For those who don’t know, this piece is titled ‘Unfinished Painting’, by Keith Haring. He painted it about a year before his death of AIDs. I believe he actually finished other pieces between this one and his death. He left the majority of the canvas blank to represent his life and art career cut short due to HIV/AIDs. This was a deliberate choice and commentary about all that we lose (both personally and culturally) by ignoring the AIDs crisis at the time (1989). He was devastated he didn’t have time to make more art. 'Finishing’ Unfinished Painting is straight up spitting on Haring’s grave and shows no understanding to the meaning behind the art. The AI interpretation doesn’t even follow his extremely recognizable shape language and symbols. This is why people are angry about AI art. All commerce images and no meaning or humanity
Thank you for typing this out! I couldn’t formulate my thoughts at the time because it really and truly goes beyond “they didn’t match the pattern”. There is significance behind this piece never being completed. “Unfinished Painting” is historical on at *minimum* three different layers - reflecting one person’s struggle with AIDS, encapsulating a very terrifying time in the LGBT+ community (though AIDS doesn’t discriminate by sexuality), and showing how the LGBT+ community was (and still is) all woven together with the same struggles. And while the completion *could be* a symbol of how even HIV can be overcome (at least two people have been cured!!!!), the fact that it was completed by a fucking computer rings this symbol as hollow. Our lives are not bits of data. We are not statistics. We never fucking were.

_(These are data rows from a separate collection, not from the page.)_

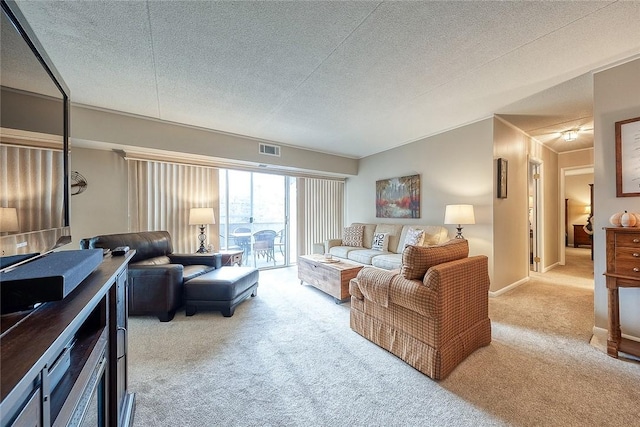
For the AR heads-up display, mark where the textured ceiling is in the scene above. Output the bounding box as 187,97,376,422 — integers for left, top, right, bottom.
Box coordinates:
12,1,640,158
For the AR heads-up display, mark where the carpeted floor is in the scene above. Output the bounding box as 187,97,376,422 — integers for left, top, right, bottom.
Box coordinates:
129,251,640,427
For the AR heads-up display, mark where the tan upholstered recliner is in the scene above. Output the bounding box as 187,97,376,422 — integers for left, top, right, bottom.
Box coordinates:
349,239,491,380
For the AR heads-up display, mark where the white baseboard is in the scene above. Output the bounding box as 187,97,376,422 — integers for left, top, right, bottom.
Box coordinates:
542,262,560,273
593,326,640,343
489,277,529,298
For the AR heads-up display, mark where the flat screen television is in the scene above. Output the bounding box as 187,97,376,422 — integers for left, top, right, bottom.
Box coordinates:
0,0,71,271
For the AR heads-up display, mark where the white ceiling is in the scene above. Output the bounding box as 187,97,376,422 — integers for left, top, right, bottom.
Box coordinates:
11,0,640,158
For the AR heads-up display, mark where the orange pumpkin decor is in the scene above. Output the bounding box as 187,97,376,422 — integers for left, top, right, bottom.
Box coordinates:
609,211,640,227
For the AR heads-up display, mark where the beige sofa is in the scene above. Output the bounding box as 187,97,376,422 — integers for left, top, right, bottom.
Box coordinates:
349,239,491,380
314,222,449,270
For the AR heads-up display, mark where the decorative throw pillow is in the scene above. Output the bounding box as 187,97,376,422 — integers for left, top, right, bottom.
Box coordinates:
342,225,364,247
371,233,389,252
404,228,424,248
402,239,469,279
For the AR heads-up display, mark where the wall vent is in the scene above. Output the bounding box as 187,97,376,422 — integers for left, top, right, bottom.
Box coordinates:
258,142,280,157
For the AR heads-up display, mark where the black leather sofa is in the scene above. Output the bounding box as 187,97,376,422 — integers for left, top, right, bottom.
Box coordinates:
80,231,215,322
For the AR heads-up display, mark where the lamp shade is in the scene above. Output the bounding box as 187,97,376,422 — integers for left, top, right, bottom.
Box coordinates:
444,205,476,224
0,208,20,233
189,208,216,225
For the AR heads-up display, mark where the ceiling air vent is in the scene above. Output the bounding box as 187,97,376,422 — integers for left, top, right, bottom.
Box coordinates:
258,143,280,157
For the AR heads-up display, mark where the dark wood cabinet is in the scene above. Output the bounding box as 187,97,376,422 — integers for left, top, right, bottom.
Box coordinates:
605,227,640,357
0,251,135,427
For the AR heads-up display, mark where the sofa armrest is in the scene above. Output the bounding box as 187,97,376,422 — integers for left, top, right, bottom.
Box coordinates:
127,264,184,321
424,255,489,341
390,274,438,318
168,254,216,267
356,267,398,307
324,239,342,253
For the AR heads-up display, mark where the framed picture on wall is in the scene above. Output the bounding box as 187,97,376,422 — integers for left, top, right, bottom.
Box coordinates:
497,158,508,199
376,175,420,218
615,117,640,197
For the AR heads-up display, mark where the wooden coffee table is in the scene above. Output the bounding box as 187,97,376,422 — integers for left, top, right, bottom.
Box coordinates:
298,255,363,304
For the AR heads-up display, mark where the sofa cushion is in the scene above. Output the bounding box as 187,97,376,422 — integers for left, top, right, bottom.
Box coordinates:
402,239,469,279
347,249,388,265
342,225,364,246
376,224,402,252
371,252,402,270
88,231,173,262
129,256,171,265
371,233,389,252
403,227,424,251
182,264,216,282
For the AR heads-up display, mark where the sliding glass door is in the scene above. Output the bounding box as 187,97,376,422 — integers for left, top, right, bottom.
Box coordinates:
220,169,296,268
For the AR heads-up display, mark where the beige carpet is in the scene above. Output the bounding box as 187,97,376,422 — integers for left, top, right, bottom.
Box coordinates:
129,251,640,426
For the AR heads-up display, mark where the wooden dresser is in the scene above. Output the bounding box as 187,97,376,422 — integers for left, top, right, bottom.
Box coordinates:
604,227,640,358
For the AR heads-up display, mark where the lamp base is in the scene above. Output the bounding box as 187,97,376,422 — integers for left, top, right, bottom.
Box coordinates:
196,225,209,254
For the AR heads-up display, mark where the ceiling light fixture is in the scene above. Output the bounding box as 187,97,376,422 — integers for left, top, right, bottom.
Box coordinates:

AI advocates, go pick up a brush.
The thing with this kind of use for AI is that it all too often is excused with something innocent. “It’s so sad this was never finished! But we can now use AI to finish it! We’re helping the artist!”

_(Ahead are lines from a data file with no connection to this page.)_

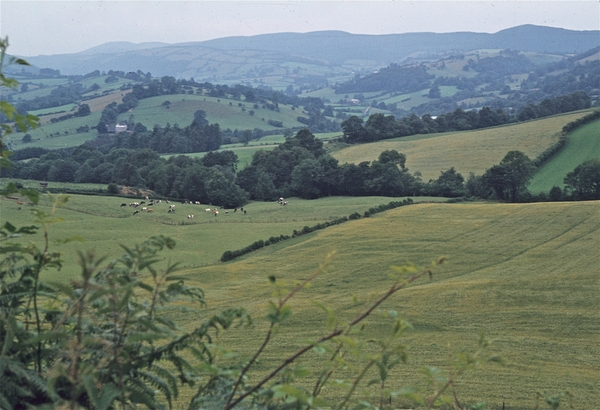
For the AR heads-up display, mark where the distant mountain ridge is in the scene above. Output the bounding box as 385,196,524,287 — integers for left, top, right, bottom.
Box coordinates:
21,25,600,82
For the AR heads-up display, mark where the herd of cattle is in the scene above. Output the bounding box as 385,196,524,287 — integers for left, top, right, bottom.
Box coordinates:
121,197,278,219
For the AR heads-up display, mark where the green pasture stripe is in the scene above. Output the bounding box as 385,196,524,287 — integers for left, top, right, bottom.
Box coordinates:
1,194,443,279
332,110,591,181
529,120,600,194
183,202,600,409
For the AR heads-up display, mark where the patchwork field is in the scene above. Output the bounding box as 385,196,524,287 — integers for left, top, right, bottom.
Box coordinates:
171,202,600,409
0,194,443,280
0,191,600,410
332,110,590,181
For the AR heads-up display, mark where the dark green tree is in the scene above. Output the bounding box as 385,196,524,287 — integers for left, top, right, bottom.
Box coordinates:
483,151,535,202
564,158,600,200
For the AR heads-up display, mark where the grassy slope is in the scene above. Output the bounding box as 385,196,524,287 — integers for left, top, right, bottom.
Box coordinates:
178,202,600,409
0,191,600,409
119,94,302,130
332,111,589,181
529,121,600,194
0,195,439,278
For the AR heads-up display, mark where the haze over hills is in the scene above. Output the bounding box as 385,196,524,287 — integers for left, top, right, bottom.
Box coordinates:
22,25,600,82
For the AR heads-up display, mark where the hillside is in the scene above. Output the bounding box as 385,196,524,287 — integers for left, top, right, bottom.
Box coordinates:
332,111,590,182
528,117,600,194
19,25,598,82
178,202,600,410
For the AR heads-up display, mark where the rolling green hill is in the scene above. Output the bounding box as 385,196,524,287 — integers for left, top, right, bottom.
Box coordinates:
179,202,600,409
119,94,310,130
332,110,590,181
528,121,600,194
1,191,600,410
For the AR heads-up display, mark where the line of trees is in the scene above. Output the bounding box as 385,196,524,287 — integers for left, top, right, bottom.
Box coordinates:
6,118,596,207
342,91,591,144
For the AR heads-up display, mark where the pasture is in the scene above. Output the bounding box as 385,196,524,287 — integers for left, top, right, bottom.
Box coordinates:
528,117,600,194
177,202,600,410
119,94,302,130
331,110,590,181
0,191,600,410
0,193,441,280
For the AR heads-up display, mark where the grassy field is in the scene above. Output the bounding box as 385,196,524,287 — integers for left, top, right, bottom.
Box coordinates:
529,121,600,194
332,110,590,181
179,202,600,410
119,94,310,130
0,191,600,410
0,194,442,279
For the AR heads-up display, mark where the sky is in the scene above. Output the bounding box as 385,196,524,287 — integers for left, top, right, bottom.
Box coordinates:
0,0,600,57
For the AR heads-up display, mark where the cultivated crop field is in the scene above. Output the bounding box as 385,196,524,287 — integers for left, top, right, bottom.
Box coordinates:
0,194,441,280
178,202,600,409
332,110,590,181
0,189,600,409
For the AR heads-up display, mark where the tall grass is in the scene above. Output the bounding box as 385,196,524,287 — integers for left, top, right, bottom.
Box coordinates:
178,202,600,409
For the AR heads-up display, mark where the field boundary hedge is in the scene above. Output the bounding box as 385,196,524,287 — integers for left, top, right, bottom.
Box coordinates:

But you’re not helping the artist. You’re tacking your own name onto their work in an attempt to milk some of their credit for yourself. In one of the laziest ways possible.

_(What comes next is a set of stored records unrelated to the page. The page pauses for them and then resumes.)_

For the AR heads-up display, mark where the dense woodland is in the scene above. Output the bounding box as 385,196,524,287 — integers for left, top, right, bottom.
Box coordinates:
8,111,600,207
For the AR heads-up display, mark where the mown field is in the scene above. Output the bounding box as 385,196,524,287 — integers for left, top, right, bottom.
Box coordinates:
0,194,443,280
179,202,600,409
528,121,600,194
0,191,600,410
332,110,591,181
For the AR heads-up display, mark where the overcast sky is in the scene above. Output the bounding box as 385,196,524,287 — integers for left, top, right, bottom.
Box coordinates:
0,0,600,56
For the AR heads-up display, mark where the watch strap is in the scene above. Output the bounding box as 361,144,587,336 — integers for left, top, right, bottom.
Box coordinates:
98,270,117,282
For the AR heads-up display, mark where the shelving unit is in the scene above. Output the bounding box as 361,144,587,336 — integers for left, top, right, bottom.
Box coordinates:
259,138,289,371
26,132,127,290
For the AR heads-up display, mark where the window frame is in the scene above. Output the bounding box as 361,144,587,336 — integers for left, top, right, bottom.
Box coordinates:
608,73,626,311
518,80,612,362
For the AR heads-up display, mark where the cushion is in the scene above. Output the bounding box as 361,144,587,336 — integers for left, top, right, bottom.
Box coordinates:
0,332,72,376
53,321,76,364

Sometimes art doesn’t get finished. Sometimes a song is never fully written. Sometimes a novel series isn’t completed. Maybe it’s because the artist died, or maybe it’s because the spark they had for the art in question went out before they completed the work. But that’s life. It’s unfortunate, and often sad. It leaves the fans of that artist feeling empty, because they want what they’ll never get. But that does not justify taking it upon yourself to “complete” a work for an artist, especially when the artist does not ask you to. Especially this painting, which was very obviously intentionally left unfinished by the artist. But even if it hadn’t been, and it truly wasn’t finished before he died, then that does not mean it is ok to ask a computer to finish it.
People look to AI as the big solution to completing all these things that were lost to time. They want to use actors who have died for those big, touching cameos in movies. They want to hear songs that were never completed, sung by voices who are long gone. They want to see more artwork, more creativity, by artists who aren’t here anymore. But all throughout human history, people have accepted that once someone is dead, then that’s it. The only way we can appreciate them is in what they have left us, not in what a computer might be able to create by stealing their work and creating a false image. It’s not their work. They didn’t make it. To call it theirs would be nothing short of a lie.
Kelly Carlin, daughter of the late and all time great George Carlin, shared this statement regarding an AI-generated special imitating him:
She’s right. Part of the beauty of humanity and its creations is that it is ephemeral. Death enhances our lives, not detracts for it. AI making a ghoulish reanimation of the dead should strike you with such horror that you understand why necromancy is banned by man and God.